I wanted to talk to him alone, for I still thought it might be worth while for me to go round to Gay’s. But, when I arrived, Chrystal was just sitting down. He was smoking a pipe, and his expression was not as elated as it had been that morning. Even when Brown produced a bottle of madeira — ‘it needs something rather out of the ordinary to drink Sir Horace’s health’ — Chrystal responded with a smile that was a little twisted, a little wan. He was dispirited because his triumph, like all triumphs, had not been as intoxicating as he had imagined it.

He emptied his glass absently, and smoked away. He interrupted a conversation with a sharp question: ‘What was your impression of this afternoon?’

‘My impression was,’ said Brown, who sensed that his friend needed heartening, ‘that everyone realizes you’ve done the best day’s work for the college that anyone has ever done.’

‘Not they. They just take it for granted,’ said Chrystal.

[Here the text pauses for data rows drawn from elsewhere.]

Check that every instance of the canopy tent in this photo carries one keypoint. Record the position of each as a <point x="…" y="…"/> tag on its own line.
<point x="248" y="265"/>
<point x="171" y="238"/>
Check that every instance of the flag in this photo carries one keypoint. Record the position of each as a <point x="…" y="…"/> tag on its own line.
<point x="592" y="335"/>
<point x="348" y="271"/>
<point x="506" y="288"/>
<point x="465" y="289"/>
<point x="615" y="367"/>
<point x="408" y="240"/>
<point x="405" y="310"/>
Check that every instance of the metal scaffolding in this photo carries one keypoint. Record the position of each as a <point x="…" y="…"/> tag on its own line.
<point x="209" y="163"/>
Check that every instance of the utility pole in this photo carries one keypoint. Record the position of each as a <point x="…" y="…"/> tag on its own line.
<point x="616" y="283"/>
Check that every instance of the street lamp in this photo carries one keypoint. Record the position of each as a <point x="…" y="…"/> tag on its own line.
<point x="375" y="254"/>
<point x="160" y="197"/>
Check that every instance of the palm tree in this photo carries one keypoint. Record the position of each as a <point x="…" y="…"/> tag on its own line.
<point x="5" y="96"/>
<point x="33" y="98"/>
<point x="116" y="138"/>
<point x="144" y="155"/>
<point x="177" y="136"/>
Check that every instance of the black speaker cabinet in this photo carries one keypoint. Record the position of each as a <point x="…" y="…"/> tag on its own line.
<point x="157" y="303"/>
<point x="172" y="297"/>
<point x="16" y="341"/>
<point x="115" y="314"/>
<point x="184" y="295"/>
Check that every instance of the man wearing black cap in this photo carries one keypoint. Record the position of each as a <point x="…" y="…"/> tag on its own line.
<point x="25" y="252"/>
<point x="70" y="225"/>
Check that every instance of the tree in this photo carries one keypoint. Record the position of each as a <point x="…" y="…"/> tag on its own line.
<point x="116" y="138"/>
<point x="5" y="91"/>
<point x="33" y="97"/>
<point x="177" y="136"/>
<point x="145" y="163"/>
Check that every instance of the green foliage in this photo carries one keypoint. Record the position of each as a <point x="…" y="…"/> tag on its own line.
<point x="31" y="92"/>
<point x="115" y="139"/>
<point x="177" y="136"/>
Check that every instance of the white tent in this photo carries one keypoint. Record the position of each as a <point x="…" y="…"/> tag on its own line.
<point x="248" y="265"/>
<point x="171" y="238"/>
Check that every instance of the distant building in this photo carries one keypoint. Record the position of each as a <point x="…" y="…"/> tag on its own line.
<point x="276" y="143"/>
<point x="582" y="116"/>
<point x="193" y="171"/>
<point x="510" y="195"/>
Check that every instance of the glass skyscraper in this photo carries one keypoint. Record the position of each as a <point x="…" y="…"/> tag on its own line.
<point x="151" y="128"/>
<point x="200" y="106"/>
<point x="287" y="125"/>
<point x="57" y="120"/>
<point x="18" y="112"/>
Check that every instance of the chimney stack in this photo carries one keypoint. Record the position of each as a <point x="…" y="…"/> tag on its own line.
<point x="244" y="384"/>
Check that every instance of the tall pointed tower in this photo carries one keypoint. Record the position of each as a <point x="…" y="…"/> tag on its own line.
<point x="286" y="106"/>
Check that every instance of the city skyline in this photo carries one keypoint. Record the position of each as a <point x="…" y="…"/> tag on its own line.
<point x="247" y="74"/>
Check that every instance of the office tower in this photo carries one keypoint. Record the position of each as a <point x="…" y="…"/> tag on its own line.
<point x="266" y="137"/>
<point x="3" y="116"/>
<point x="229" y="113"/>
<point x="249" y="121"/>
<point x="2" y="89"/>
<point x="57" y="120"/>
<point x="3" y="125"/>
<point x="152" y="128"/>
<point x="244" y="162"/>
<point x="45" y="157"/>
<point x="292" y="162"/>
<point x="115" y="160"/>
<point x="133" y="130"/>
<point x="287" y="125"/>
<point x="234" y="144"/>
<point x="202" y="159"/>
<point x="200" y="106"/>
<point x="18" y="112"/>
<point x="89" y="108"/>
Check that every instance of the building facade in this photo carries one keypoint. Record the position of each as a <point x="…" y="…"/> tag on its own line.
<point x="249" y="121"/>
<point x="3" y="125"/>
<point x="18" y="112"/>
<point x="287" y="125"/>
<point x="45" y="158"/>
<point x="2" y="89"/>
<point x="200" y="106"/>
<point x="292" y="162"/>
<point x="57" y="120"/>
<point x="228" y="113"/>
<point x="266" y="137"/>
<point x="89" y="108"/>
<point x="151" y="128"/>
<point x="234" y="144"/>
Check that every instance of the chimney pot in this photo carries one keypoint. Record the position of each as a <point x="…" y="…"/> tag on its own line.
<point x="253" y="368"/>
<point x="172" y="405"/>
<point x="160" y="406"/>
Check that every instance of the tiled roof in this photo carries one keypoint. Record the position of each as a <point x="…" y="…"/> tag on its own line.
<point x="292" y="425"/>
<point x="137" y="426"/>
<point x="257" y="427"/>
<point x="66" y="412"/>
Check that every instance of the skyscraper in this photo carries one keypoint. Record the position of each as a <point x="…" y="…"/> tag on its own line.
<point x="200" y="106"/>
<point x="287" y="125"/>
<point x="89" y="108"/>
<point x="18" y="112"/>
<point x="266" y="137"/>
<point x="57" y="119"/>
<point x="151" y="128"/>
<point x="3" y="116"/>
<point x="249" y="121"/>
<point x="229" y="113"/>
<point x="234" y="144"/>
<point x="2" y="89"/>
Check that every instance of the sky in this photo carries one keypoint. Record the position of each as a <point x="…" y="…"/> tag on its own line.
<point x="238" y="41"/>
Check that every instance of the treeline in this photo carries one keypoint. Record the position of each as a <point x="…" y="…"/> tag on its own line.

‘Everyone was full of it,’ said Brown.

‘I believe they think we’ve treated Winslow badly. That’s the thought they’ve gone away with.’ Chrystal added, with hurt and angry force: ‘Jago is amusing.’

‘He wanted to soften the blow,’ said Brown.

‘There may have been a bit of policy in it,’ I suggested. ‘He may have wanted to make a gesture. He’s bound to be thinking of the election.’

‘Certainly. I was glad to see him showing some political sense at last,’ said Brown. He had followed my lead with his unceasing vigilance: he knew it was untrue, as well as I did: we were trying to take Chrystal’s attention away.

‘I don’t believe it, Eliot,’ retorted Chrystal.

‘He’s not a simple character,’ I went on.

‘I give you that,’ Chrystal said. ‘By God, I give you that. And there’s something I wouldn’t confess outside this room.’ He paused and looked at us. ‘There are times,’ he said slowly, ‘when I see the other side’s case against Jago. He’s too much up and down. He’s all over you one minute. Then he discovers some reason for getting under one’s skin as he did this afternoon. I say, I wouldn’t confess it outside this room, but there are times when I have my doubts. Don’t you? Either of you?’

‘No,’ said Brown with absolute firmness.

‘Some of what you say is true,’ I said. ‘But I thought it over when I decided on Jago. I didn’t believe it mattered enough to count against him. I still don’t.’

‘Not more than you did?’

‘No, less,’ I said.

‘I hope you’re right,’ said Chrystal.

Then Chrystal said, with a pretence of offhandedness: ‘Anyway, it doesn’t look as though we’re going to get him in.’

‘I don’t quite follow you,’ said Brown, but his eyes were piercing.

‘Has Pilbrow cabled back to you yet?’

‘Not yet.’

‘There you are. I shall expect him when I see him. Sometime next year.’

‘I’ve never known you rush to conclusions so fast,’ Brown said, ‘as you have done over this election.’ A deep frown had settled on his face.

‘I knew we shouldn’t get over it,’ said Chrystal, ‘the day I heard about Royce’s cancer. People still don’t know what we’ve lost.’

‘I can’t regard that as a reason,’ Brown said, ‘for not settling down to play our hand.’

Chrystal said: ‘You haven’t denied the facts. You can’t deny them.’

‘What do you mean?’

‘I mean, you’ve had no reply from Pilbrow. It’s a bad sign. And the votes are 6–6.’